The first veteran to receive an experimental, immunologic treatment for Gulf War Illness at the Minneapolis VA Medical Center is showing improvement, though not a “dramatic” cure that could convert skeptics.

Researcher Brian Engdahl said treatment with immunoglobulin appears to have halted the destruction of the veteran’s brain tissue — one result of the disorder — but hasn’t eliminated his classic GWI symptoms, such as fatigue, indigestion and irritability.

“It is trending in a positive direction — less fatigue, less irritability,” Engdahl said. “He and his wife say, ‘Yeah, he could be a little better.’ We don’t have one of those (miraculous) treatment response stories.”

The major positive is blood tests showing that his brain cells are no longer under attack, he said.

After the 1991 Gulf War, as many as 250,000 soldiers reported chronic and unexplained symptoms including severe joint pain and cognitive problems.

Blood tests and imaging scans over several years led Minneapolis VA researchers to identify six genetic defects that differentiated troops who suffered symptoms from those who didn’t. The specific genes also led them to believe that the disease was due to dysfunction in the immune system — and that immune-boosting drug therapies such as immunoglobulin could help. “There’s something bad in the blood, in the plasma, of these guys and gals 28 years after they fought in the Gulf War,” Engdahl said.

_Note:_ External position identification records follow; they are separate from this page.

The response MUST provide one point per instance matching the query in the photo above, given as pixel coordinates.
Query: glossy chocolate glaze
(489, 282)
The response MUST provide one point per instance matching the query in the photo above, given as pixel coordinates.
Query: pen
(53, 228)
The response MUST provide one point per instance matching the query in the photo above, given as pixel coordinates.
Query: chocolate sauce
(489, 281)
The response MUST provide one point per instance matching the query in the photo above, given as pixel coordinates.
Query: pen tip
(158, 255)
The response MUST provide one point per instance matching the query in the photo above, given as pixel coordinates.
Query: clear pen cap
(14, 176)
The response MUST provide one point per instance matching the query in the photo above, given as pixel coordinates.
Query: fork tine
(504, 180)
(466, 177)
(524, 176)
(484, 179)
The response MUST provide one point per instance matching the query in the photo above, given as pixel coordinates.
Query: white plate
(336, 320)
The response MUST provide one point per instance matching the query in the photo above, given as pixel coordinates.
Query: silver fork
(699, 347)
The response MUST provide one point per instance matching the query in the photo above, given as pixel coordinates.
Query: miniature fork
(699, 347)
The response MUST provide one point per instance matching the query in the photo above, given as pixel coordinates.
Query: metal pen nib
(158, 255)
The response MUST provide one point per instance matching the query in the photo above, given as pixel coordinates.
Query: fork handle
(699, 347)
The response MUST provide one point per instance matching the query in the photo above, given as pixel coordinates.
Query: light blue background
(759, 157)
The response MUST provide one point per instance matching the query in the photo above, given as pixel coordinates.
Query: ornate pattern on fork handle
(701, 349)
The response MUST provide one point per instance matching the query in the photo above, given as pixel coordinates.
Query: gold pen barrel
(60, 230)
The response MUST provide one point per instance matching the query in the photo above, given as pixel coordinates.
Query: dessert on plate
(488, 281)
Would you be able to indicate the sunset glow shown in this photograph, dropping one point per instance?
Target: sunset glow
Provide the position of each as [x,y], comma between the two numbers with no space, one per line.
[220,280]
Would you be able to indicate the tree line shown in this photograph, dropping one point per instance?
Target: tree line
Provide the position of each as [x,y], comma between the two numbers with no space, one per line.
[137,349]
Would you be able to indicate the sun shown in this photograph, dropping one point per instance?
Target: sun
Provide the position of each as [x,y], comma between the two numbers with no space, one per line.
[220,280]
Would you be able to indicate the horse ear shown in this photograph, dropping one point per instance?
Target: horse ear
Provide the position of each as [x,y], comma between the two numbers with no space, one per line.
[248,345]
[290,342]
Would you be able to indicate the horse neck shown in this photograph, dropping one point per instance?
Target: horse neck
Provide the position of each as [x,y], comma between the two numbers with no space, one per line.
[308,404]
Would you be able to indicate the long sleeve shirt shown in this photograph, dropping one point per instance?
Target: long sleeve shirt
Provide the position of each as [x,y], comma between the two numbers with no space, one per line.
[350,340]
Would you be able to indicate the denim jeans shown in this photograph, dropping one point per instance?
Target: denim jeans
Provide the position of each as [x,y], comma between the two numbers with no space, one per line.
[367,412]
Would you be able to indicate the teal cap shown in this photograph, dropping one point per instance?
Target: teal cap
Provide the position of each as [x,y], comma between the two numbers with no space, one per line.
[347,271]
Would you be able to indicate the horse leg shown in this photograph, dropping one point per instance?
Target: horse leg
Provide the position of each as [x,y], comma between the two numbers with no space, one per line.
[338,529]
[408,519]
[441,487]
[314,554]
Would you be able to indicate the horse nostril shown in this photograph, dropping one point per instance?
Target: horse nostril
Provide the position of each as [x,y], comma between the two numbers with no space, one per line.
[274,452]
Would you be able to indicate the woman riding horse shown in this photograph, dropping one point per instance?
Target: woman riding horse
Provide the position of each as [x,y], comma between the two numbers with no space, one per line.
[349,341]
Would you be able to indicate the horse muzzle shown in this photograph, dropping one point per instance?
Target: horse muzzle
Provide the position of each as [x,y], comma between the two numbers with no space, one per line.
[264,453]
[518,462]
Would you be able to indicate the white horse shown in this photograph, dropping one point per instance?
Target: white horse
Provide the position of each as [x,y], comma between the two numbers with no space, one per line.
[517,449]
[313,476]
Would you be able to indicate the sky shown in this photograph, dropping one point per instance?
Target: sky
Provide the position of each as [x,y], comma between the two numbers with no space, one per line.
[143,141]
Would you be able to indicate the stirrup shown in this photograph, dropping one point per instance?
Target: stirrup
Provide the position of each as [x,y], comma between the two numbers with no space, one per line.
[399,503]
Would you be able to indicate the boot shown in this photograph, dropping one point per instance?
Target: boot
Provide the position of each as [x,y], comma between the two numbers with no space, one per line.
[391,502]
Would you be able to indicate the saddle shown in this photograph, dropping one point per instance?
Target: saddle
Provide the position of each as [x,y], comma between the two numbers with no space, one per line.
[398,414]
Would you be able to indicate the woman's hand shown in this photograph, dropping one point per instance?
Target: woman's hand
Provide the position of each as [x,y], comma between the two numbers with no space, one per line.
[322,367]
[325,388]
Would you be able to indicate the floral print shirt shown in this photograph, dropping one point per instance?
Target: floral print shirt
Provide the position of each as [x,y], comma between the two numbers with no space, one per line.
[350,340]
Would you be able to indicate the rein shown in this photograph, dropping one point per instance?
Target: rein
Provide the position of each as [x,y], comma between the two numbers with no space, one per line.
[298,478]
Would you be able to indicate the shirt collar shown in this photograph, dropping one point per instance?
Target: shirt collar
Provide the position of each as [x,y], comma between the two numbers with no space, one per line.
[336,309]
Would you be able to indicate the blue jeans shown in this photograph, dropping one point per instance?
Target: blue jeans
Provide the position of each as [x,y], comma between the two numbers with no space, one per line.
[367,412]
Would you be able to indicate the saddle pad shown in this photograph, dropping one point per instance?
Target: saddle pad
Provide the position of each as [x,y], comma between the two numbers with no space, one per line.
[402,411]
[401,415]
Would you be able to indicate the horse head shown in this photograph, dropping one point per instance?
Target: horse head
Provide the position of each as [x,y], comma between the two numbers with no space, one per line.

His theory about the cause of the immune system reaction has been hotly disputed by other researchers, who suspect that troops suffered from exposure to desert conditions, oil fumes, depleted uranium, nerve agents and other wartime toxins.

Engdahl suspects the illness was caused by the hastily assembled immunizations given to the troops out of concern that the Iraq military might attack them with biological or chemical weapons. One clue comes from troops who suffered illness after they received the vaccinations but were never deployed to the Gulf.

Engdahl is planning to test immunoglobulin on more GWI veterans. An imaging study at the VA has found portions of the brains of GWI veterans are smaller than average — either because foreign antigens entered the body and attacked the brain directly, or because the immune system overreacted in response. “Antigens have worked their way into the brain and they literally have been eating up the cerebellum and brainstems of these people. It’s visually very dramatic” on imaging scan results, he said.

“We’re pretty confident that we have at least halted it,” he said, adding that he needs more case studies. “Time will tell.”